1. Load Libraries

library(tidyverse)
library(here)
library(lubridate)
library(janitor)
library(zoo)
library(ggthemes)

library(forecast)
library(stargazer)
library(data.table)
library(tableone)
library(lattice)
library(pwr)
library(rcompanion)
library(scales)
library(plm)
library(readxl)
library(MatchIt)
library(lfe)
library(Synth)
library(gsynth)
library(panelView)
library(CausalImpact)
devtools::load_all()

2. Load and Process Data

metrics <- readr::read_csv(file.path(here::here(), 'data/data.csv'))
property <- readr::read_csv(file.path(here::here(), 'data/property_info.csv'))
c(metrics, property) %<-% get_property_data()

property_FL <- property %>% 
  filter(location == 'Destin, Florida')

property_TX <- property %>% 
  filter(location == 'Austin, Texas')

property_NV <- property %>% 
  filter(location == 'Vegas, Nevada')

3. Exploratory Data Analysis - Properties

3.1. Number of Properties by Location and Online Visit Status

p <- property %>% 
  group_by(location, online_visits) %>% 
  tally() %>% 
  ungroup() %>% 
  dplyr::rename(`Online Visits` = online_visits) %>% 
  ggplot(aes(x = location, y = n, fill = `Online Visits`, label = n)) +
  geom_col(position = 'dodge') +
  geom_text(position = position_dodge(width = 0.9), vjust = -1) +
  ylim(0, 650) +
  ylab('Location') +
  xlab('Number of Property') +
  theme_hc() +
  ggtitle('Number of Properties by Location')

print(p)
ggsave(file.path(here::here(), 'fig/01_num_prop_location.png'), p)

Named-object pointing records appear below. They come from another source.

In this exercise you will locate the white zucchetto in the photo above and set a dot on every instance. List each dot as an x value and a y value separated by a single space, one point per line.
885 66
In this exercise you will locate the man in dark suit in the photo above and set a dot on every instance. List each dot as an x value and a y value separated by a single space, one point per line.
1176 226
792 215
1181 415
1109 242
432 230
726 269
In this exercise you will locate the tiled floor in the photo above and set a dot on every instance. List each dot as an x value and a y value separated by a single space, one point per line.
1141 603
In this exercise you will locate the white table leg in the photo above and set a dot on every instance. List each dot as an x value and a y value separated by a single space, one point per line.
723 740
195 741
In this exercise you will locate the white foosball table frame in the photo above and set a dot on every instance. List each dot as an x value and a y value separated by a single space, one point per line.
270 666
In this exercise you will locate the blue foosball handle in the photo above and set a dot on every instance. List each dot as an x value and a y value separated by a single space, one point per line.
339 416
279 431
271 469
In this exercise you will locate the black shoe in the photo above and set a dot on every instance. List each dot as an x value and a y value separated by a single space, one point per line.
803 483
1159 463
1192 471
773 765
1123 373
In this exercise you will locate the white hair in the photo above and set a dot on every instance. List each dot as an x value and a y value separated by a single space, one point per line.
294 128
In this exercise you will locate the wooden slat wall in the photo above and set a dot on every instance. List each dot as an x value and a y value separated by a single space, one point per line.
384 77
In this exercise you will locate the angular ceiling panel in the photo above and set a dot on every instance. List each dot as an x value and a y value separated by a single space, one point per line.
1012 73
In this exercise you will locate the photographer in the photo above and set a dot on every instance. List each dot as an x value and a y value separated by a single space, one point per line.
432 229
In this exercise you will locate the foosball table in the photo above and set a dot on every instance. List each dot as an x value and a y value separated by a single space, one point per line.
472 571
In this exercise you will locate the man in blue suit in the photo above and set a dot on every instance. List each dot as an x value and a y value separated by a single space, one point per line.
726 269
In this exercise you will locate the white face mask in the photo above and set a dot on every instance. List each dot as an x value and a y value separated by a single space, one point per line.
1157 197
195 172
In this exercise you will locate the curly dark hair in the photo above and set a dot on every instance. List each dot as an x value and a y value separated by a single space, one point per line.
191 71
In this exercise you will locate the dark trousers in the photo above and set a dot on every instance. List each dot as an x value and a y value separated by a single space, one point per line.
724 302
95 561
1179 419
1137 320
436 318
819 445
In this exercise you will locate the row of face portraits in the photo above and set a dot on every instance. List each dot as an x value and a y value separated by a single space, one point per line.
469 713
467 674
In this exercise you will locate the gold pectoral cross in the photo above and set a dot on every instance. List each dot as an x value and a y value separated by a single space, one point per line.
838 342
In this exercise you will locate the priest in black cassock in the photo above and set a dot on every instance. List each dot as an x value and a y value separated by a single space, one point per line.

3.2. Mean Ratings and Mean Number of Reviews by Online Visit Status

p <- property %>% 
  group_by(online_visits) %>% 
  summarize(mean_rating = mean(avg_review_rating_num),
            mean_num_reviews = mean(number_of_reviews_on_the_property_num)) %>% 
  ungroup() %>% 
  dplyr::rename(`Online Visits` = online_visits) %>% 
  gather(key = 'metrics', value = 'value', -`Online Visits`) %>% 
  mutate(metrics = if_else(metrics == 'mean_rating', "Average Rating", "Average Number of Rating")) %>% 
  ggplot(aes(x = metrics, y = value, fill = `Online Visits`, label = round(value, 2))) +
  geom_col(position = 'dodge') +
  geom_text(position = position_dodge(width = 0.9), vjust = -1) +
  xlab('Metrics') +
  ylab('Value') +
  theme_hc() +
  ggtitle('Mean Ratings and Mean Number of Reviews by Online Visit Status') +
  ylim(0, 15)

print(p)
ggsave(file.path(here::here(), 'fig/02_avg_rating_review_by_tour.png'), p)
p <- property %>% 
  group_by(location, online_visits) %>% 
  summarize(mean_rating = mean(avg_review_rating_num),
            mean_num_reviews = mean(number_of_reviews_on_the_property_num)) %>% 
  ungroup() %>% 
  dplyr::rename(`Online Visits` = online_visits) %>% 
  gather(key = 'metrics', value = 'value', -`Online Visits`, -location) %>% 
  mutate(metrics = if_else(metrics == 'mean_rating', "Average Rating", "Average Number of Rating")) %>% 
  ggplot(aes(x = metrics, y = value, fill = `Online Visits`, label = round(value, 2))) +
  geom_col(position = 'dodge') +
  geom_text(position = position_dodge(width = 0.9), hjust = -0.15) +
  xlab('Metrics') +
  ylab('Value') +
  theme_hc() +
  ggtitle('Mean Ratings and Mean Number of Reviews by Online Visit Status') +
  ylim(0, 20) +
  coord_flip() +
  facet_wrap(~location)

print(p)
ggsave(file.path(here::here(), 'fig/02B_avg_rating_review_by_tour_by_loc.png'), p, width = 8, height = 4, dpi = 300)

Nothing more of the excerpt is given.